Por um motivo qualquer, aquela gaveta precisou ser reaberta, depois de sabe-se lá quanto tempo. Dentro, documentos antigos, alguns comprovantes de pagamento já apagados, certificados de garantia de equipamentos eletrônicos que ele já não tinha mais e uma chave que ninguém se lembraria de que fechadura poderia ser. Em meio aos restos de passado esquecido, um álbum de fotos.
Por fora, o álbum não tinha qualquer identificação do que arquivava, apenas a logomarca colorida da loja onde as fotos foram impressas.

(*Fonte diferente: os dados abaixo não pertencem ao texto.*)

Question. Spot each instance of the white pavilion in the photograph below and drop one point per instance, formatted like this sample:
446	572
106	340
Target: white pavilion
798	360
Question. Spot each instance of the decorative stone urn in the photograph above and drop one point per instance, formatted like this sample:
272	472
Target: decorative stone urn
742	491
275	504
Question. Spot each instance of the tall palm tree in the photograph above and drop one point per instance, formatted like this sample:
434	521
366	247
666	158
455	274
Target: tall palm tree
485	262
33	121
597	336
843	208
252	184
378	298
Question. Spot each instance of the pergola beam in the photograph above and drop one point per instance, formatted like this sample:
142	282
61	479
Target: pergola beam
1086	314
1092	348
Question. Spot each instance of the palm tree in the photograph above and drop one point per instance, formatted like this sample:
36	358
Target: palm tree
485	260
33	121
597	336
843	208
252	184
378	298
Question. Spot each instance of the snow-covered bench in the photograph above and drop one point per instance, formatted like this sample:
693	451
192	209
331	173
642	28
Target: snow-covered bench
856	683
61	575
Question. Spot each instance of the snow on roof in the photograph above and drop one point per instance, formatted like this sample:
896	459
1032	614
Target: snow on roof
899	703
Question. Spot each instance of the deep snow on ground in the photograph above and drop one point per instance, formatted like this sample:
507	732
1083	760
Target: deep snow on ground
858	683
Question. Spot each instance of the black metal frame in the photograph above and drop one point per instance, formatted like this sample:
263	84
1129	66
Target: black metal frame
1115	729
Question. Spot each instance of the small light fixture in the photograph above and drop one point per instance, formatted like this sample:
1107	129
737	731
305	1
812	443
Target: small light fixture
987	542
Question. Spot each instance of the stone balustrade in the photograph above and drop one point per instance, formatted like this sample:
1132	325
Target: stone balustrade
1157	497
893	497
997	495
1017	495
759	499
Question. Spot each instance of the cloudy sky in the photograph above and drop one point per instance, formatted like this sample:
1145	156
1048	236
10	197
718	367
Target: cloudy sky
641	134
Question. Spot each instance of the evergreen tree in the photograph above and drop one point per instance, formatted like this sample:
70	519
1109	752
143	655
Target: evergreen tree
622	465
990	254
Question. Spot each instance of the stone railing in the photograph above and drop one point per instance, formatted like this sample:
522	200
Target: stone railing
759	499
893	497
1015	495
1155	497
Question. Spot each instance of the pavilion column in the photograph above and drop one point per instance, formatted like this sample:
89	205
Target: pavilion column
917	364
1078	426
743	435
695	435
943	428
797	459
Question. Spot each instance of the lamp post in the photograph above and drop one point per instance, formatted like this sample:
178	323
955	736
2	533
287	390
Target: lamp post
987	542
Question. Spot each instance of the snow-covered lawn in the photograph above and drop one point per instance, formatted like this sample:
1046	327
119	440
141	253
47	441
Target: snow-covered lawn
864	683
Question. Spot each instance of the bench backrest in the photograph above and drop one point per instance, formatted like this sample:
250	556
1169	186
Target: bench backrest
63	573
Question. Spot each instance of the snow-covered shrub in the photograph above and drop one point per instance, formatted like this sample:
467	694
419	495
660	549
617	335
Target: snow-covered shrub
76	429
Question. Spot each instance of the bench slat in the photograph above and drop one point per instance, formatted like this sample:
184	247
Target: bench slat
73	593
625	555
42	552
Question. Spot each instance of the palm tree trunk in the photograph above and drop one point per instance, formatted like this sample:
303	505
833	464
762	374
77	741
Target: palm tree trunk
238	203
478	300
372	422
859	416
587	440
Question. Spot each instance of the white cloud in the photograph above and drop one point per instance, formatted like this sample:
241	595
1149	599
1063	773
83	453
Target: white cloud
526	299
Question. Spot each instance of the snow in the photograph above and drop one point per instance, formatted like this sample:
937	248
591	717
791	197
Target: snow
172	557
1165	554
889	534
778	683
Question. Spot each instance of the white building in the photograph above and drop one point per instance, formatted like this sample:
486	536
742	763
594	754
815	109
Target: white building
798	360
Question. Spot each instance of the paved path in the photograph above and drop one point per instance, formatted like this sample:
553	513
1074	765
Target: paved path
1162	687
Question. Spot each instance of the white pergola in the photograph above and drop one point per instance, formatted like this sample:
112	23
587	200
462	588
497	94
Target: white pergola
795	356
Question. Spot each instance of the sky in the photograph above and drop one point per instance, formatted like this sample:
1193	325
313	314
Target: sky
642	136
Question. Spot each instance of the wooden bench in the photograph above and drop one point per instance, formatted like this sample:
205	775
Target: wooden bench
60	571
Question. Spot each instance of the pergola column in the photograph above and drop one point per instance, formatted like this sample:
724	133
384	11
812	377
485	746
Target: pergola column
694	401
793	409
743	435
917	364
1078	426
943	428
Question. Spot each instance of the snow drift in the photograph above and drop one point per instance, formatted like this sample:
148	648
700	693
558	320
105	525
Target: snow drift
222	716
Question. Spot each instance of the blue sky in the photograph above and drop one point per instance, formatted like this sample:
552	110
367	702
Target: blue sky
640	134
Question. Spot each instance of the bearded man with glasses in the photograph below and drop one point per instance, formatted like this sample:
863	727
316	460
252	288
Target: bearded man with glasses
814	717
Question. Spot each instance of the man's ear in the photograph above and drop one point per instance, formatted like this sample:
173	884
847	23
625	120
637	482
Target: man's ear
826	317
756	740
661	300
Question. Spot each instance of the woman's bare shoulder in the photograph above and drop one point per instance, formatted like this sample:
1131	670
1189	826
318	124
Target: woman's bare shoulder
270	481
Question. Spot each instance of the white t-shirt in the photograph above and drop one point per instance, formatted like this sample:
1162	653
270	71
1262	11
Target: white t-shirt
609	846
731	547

Por dentro, guardava as últimas lembranças físicas ainda existentes dos momentos deles. Quando ainda existia esse plural. Desde que o relacionamento pereceu de vez, as imagens deles juntos foram condenadas ao ostracismo do fundo da gaveta.
Ele não quis se render à saudade que os registros lhe trouxeram. Tentou fechar logo o álbum, mas foi inevitável se permitir a uma rápida olhadela pela sequência de imagens. Impossível não sorrir involuntariamente ao ver o tamanho do riso dela, foto após foto. A cabeça dela encostada à sua, as mãos dadas. Viagens, eventos de todo tipo, amigos em comum. Em poucos segundos de nostalgia, alguns anos de bons momentos à tona.
Preferiu não tirar as fotografias do plástico. Sabia que os versos de algumas delas guardavam recados à mão e o simples contato visual com a letra dela poderia suscitar antigos sentimentos, já aparentemente sedimentados. Fechou, ao som de um suspiro profundo. Sobriamente, desfez-se do álbum. Definitivamente.
Seria simples assim, se a memória não fosse o mais perfeito, e mais cruel, dos porta-retratos.